In this example, the switching strength judgment function unit 21 judges the steepness of switching necessary for switching the operation amount in the operation amount switching function unit 29 based on the presence or absence of execution of the antiskid control, and the operation amount switching function The switching process in the unit 29 is adjusted. In general, in anti-skid control, while the brake control accuracy is extremely important, the importance of the NVH is often extremely poor.

For this reason, the switching strength determination function unit 21 can perform switching processing having a steepness with emphasis placed on control accuracy at the time of anti-skid control. The judgment of the abruptness of the switching in the switching strength judgment function unit 21 is mainly based on the necessity of the braking force control accuracy and the viewpoint of the NVH, and the switching processing is made steeper as the control accuracy is emphasized and the NVH is emphasized. The switching process can be made slower.

For example, the motor driver 17 constitutes a half bridge circuit using switching elements such as field effect transistors (abbreviated as FET), and performs PWM control to determine a motor applied voltage with a predetermined duty ratio. It is preferable because it is inexpensive and has high performance. Alternatively, the motor driver 17 can be configured to perform PAM control, for example, by providing a transformer circuit or the like.

In addition, a current sensor or the like (not shown) can be appropriately provided as needed. Further, each functional block in FIG. 2 is provided for convenience in describing the function, and may be integrated and divided as necessary, or a predetermined function may be omitted as appropriate.

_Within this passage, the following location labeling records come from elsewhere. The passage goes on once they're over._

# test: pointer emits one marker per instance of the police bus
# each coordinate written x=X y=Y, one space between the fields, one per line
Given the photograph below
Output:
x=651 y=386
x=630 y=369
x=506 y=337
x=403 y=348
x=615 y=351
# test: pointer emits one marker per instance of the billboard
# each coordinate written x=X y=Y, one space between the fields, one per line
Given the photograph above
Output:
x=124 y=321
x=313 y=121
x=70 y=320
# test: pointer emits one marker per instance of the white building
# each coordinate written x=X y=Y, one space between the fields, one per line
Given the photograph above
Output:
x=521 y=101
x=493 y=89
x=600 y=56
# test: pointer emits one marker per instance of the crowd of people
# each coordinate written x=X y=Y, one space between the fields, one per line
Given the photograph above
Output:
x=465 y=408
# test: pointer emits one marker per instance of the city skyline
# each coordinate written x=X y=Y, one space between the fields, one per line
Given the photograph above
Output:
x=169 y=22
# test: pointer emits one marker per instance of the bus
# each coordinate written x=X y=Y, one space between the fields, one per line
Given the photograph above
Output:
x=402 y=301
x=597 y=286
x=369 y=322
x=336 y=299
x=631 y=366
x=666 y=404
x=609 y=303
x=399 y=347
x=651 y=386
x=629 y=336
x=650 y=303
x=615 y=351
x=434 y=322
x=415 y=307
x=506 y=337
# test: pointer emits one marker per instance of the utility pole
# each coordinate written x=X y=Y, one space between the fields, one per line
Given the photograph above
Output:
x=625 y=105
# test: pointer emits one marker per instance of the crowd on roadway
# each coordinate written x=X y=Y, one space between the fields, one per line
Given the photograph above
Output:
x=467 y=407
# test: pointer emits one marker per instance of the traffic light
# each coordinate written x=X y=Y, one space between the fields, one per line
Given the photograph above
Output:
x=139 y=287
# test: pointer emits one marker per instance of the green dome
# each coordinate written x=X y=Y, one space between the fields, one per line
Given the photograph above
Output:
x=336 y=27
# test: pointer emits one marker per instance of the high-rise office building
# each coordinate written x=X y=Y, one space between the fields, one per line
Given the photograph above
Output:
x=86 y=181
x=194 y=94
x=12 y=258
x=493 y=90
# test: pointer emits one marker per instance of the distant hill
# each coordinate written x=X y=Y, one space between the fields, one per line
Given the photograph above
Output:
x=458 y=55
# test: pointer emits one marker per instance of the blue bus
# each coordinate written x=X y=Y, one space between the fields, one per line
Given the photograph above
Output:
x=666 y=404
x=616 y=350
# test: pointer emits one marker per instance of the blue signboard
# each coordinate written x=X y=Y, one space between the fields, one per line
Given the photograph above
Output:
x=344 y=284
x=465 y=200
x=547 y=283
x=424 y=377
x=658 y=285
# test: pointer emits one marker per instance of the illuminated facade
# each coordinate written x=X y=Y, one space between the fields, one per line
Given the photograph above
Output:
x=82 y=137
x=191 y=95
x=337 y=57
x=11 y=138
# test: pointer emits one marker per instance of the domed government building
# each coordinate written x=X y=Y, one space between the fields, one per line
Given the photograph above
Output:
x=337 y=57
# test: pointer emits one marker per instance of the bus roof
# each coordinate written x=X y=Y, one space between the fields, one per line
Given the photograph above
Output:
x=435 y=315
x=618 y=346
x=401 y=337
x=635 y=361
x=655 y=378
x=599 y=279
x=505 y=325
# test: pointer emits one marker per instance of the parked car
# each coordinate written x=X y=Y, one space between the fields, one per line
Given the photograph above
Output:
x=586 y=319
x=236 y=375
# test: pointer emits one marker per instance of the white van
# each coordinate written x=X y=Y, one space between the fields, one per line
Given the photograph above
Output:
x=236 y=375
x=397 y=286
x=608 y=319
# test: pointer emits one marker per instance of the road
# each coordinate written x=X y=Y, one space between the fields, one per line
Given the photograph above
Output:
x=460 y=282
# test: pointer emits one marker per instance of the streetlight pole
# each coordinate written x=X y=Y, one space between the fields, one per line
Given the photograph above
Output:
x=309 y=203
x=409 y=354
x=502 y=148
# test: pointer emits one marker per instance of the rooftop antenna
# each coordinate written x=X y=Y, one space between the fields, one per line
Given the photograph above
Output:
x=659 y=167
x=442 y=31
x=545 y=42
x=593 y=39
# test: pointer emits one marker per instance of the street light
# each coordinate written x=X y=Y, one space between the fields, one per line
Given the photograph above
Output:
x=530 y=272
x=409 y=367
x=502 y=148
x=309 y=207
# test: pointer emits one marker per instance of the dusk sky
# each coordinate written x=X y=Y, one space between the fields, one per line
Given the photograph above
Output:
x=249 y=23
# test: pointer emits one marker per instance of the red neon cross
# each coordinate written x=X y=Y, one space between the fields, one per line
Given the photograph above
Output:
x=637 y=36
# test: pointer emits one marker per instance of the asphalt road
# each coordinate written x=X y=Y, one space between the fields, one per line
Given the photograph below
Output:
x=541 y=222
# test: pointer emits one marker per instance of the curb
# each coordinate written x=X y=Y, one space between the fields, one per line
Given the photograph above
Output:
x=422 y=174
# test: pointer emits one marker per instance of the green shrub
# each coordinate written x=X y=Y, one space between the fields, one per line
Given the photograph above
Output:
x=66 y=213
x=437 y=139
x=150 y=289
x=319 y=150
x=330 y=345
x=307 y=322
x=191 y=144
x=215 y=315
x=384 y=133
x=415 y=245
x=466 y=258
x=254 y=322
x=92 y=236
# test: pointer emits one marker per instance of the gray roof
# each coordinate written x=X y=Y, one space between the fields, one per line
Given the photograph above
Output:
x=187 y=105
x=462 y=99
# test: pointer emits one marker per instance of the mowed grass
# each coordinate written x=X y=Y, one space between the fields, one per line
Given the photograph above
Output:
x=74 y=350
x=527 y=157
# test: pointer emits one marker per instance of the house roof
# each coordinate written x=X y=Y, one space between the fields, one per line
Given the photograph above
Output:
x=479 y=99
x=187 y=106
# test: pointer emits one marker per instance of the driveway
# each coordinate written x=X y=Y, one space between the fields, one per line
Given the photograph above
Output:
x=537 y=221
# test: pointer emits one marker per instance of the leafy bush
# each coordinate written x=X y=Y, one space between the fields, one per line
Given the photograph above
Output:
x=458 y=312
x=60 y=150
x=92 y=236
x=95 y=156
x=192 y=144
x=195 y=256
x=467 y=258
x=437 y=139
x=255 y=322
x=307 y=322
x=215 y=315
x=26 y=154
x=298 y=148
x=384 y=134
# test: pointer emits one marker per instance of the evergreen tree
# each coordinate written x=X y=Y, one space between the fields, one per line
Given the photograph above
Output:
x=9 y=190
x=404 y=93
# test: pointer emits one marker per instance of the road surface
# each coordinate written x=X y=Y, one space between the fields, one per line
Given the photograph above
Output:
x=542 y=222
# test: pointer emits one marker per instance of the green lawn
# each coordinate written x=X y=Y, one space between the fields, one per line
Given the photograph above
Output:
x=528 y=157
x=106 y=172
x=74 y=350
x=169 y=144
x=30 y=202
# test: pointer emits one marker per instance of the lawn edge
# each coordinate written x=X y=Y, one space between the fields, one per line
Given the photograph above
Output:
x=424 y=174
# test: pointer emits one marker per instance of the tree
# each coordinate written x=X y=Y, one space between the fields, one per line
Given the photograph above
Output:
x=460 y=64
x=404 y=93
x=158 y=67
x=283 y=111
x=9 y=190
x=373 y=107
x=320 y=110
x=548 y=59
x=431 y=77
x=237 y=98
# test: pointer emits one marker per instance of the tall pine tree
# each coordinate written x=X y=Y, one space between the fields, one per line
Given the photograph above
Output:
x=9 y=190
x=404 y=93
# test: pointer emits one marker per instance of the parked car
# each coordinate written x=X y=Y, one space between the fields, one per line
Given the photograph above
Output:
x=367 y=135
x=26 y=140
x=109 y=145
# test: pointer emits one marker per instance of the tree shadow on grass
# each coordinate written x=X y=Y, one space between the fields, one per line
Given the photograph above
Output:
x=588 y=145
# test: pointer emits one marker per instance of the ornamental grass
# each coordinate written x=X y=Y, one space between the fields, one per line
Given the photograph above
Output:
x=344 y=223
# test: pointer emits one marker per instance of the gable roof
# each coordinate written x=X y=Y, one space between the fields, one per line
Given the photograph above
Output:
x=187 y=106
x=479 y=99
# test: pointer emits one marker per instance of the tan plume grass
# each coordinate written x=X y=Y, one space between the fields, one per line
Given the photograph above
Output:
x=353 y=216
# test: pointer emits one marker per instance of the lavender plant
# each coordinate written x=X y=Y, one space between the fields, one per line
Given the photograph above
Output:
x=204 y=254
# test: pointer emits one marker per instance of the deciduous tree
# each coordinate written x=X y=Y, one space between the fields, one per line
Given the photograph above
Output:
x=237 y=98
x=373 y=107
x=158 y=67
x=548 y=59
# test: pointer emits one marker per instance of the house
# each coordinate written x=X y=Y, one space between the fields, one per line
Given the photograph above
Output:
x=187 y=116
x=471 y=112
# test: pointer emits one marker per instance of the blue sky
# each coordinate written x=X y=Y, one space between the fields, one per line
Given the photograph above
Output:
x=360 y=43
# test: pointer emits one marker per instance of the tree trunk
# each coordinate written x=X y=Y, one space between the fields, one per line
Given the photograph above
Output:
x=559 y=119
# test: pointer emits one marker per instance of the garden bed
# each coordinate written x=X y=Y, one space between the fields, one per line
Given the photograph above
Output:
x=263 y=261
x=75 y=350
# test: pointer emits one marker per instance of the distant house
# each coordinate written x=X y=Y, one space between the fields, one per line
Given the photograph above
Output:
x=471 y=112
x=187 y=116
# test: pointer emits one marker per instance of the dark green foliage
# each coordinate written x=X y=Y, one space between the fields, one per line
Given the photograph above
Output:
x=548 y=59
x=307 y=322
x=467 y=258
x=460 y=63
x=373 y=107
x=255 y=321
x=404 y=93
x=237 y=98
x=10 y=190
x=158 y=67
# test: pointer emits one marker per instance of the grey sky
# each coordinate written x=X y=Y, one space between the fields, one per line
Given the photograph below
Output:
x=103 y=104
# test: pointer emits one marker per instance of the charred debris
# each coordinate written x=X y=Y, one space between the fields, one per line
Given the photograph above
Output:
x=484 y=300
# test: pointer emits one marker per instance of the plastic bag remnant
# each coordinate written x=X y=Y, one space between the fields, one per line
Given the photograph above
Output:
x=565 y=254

<Example of switching operation of operation amount>
FIGS. 3A and 3B are diagrams showing an example of switching the operation amount by this electric brake device. Hereinafter, it demonstrates, also referring FIG. In FIG. 3A, the control arithmetic function unit 20 (FIG. 2) switches the binary operation amount (operation amount 1, operation amount 2) via the linear smoothing function Fc in the vicinity of the switching threshold in the predetermined switching parameter. An example is shown. The switching parameters for the horizontal axes in FIGS. 3A and 3B are, for example, state quantities such as the angular velocity of the electric motor 4, dynamics obtained by converting the state quantities into a predetermined characteristic value, and the like. The linear gradient θ _SW in FIG. 3A can be used as a parameter representing the steepness of switching. The switching strength determination function unit 21 (FIG. 2) can change the linear gradient θ _SW with respect to a predetermined switching parameter.

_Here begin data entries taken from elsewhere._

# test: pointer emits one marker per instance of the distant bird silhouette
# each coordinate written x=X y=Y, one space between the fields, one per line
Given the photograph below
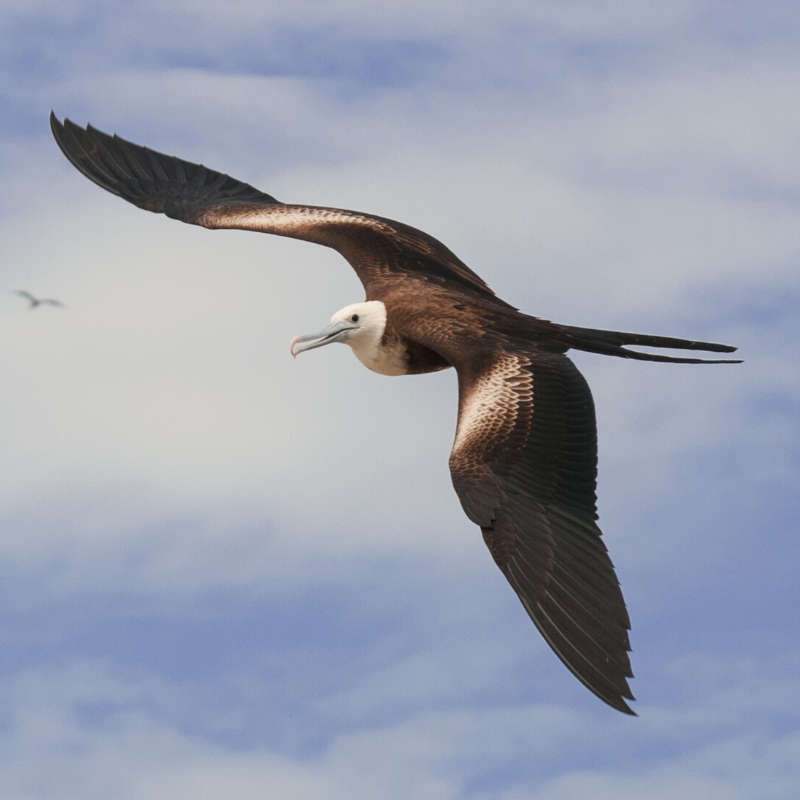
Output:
x=35 y=301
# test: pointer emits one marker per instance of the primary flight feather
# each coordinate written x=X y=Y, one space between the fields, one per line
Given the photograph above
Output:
x=524 y=460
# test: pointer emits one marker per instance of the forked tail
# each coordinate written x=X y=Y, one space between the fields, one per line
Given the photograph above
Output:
x=611 y=343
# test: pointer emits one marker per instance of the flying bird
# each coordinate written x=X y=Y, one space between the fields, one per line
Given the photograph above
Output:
x=35 y=302
x=524 y=460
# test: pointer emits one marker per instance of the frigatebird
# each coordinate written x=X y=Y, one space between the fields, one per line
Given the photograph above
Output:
x=524 y=460
x=35 y=302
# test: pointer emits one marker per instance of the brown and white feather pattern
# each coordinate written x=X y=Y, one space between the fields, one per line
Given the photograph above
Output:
x=524 y=462
x=524 y=465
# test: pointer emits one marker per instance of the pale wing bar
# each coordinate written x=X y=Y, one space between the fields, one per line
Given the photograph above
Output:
x=524 y=466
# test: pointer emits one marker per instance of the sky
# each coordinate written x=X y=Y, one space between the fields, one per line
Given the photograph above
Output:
x=228 y=573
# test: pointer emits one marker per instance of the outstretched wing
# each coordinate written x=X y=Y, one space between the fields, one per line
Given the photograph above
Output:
x=376 y=248
x=524 y=465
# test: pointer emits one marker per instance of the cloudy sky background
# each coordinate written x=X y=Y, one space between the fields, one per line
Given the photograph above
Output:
x=225 y=573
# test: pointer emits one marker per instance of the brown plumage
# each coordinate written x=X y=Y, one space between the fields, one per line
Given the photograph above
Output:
x=524 y=461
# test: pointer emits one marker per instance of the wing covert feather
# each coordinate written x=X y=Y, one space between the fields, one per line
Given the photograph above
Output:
x=376 y=248
x=524 y=465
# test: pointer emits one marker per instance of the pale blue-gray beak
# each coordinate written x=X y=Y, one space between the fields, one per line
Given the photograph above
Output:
x=335 y=332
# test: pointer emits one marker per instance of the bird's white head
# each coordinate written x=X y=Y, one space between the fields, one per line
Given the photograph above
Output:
x=361 y=326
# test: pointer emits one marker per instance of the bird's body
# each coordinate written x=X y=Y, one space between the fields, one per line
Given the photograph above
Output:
x=524 y=459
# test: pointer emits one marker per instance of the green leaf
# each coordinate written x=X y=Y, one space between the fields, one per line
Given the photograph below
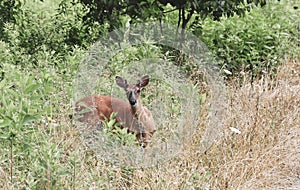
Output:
x=32 y=88
x=28 y=119
x=4 y=123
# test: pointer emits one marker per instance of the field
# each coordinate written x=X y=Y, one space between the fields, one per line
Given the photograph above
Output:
x=256 y=147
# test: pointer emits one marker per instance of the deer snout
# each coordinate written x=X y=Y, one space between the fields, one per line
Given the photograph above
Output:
x=132 y=99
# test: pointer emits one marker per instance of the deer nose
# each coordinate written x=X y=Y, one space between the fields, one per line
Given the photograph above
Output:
x=132 y=99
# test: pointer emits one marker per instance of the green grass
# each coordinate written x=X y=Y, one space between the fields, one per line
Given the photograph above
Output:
x=41 y=149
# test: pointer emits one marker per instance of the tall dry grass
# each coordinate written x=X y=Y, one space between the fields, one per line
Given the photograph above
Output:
x=265 y=155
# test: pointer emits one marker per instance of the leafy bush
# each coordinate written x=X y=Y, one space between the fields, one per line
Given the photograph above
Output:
x=255 y=42
x=40 y=27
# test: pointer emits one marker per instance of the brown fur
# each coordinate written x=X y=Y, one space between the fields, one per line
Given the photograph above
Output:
x=137 y=119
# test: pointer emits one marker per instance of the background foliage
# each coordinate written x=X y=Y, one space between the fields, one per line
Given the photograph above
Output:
x=42 y=43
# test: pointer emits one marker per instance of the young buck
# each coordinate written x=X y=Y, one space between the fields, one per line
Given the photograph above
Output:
x=132 y=114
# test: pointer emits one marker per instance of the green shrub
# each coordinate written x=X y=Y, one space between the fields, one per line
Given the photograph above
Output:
x=256 y=42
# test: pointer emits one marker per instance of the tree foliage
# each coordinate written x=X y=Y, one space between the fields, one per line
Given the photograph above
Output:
x=110 y=11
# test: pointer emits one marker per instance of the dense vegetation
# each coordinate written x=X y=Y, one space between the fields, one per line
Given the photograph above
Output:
x=43 y=42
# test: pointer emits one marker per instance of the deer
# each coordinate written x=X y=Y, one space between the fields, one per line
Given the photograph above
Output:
x=130 y=114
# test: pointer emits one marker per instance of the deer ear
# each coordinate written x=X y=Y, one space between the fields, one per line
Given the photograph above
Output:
x=121 y=82
x=144 y=81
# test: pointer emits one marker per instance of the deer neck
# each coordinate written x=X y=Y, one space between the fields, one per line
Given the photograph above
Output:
x=137 y=110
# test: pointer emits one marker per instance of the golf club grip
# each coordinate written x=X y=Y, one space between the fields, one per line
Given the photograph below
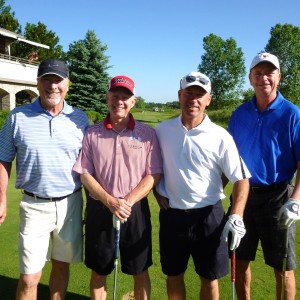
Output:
x=233 y=266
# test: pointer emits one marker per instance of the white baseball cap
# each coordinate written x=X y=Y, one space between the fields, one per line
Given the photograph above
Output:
x=265 y=57
x=196 y=78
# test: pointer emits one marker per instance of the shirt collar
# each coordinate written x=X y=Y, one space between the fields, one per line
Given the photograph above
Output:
x=37 y=107
x=276 y=104
x=201 y=127
x=130 y=124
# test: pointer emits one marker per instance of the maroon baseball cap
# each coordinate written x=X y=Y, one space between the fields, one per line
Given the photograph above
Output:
x=122 y=81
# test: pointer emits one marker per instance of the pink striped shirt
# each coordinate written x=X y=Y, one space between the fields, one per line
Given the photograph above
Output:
x=119 y=160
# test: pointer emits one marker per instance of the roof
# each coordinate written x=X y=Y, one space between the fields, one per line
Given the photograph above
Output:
x=17 y=37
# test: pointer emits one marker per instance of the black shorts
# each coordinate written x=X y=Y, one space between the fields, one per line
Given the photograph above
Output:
x=261 y=222
x=135 y=239
x=196 y=233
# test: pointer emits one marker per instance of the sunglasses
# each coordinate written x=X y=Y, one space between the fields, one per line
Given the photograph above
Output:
x=202 y=80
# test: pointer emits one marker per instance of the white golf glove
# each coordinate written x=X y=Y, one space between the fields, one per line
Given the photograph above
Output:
x=236 y=226
x=289 y=213
x=117 y=222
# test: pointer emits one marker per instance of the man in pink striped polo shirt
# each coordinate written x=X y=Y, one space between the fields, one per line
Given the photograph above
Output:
x=120 y=163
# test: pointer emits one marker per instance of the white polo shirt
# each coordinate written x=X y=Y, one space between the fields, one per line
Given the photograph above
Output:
x=193 y=162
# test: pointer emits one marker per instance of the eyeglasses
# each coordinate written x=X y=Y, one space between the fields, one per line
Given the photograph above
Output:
x=202 y=80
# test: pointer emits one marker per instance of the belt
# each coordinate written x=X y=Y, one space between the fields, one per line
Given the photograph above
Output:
x=263 y=189
x=187 y=210
x=52 y=198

FIG. 3B shows an example of switching the binary operation amount (operation amount 1, operation amount 2) via the curved smoothing function Fc with respect to the example of FIG. 3A. The curved smoothing function Fc may be defined using, for example, a trigonometric function or the like. For example, the width xsw from the switching start to the end can be used as a parameter indicating the steepness of switching. Alternatively, as shown in FIG. 3A, a value corresponding to the gradient θ _SW near the switching threshold may be used as a parameter indicating the steepness of switching. Conversely, in the smoothing function Fc of FIG. 3A, a value corresponding to the width xsw from the switching start to the end may be used as a parameter indicating the steepness of switching. The switching strength determination function unit 21 (FIG. 2) can change the width xsw with respect to a predetermined switching parameter.

FIG. 4 is a flow chart showing an example of changing the gradient θ _SW of the smoothing function depending on whether or not anti-skid control is in progress in this electric brake system. After the start of this process, the switching strength determination function unit 21 (FIG. 2) determines whether anti-skid control is being performed based on the information of the brake control mode from the brake command value generation function unit 19 (step S1). In the judgment that anti-skid control is being performed (step S1: yes), the switching strength judgment function unit 21 (FIG. 2) makes the gradient θ _{SW of the} smoothing function larger than when anti-skid control is not being performed (step S2). ). Thereafter, the process ends. If it is determined that anti-skid control is not being performed (step S1: no), the switching strength determination function unit 21 (FIG. 2) makes the gradient θ _SW smaller than during anti-skid control (step S3). Thereafter, the process ends.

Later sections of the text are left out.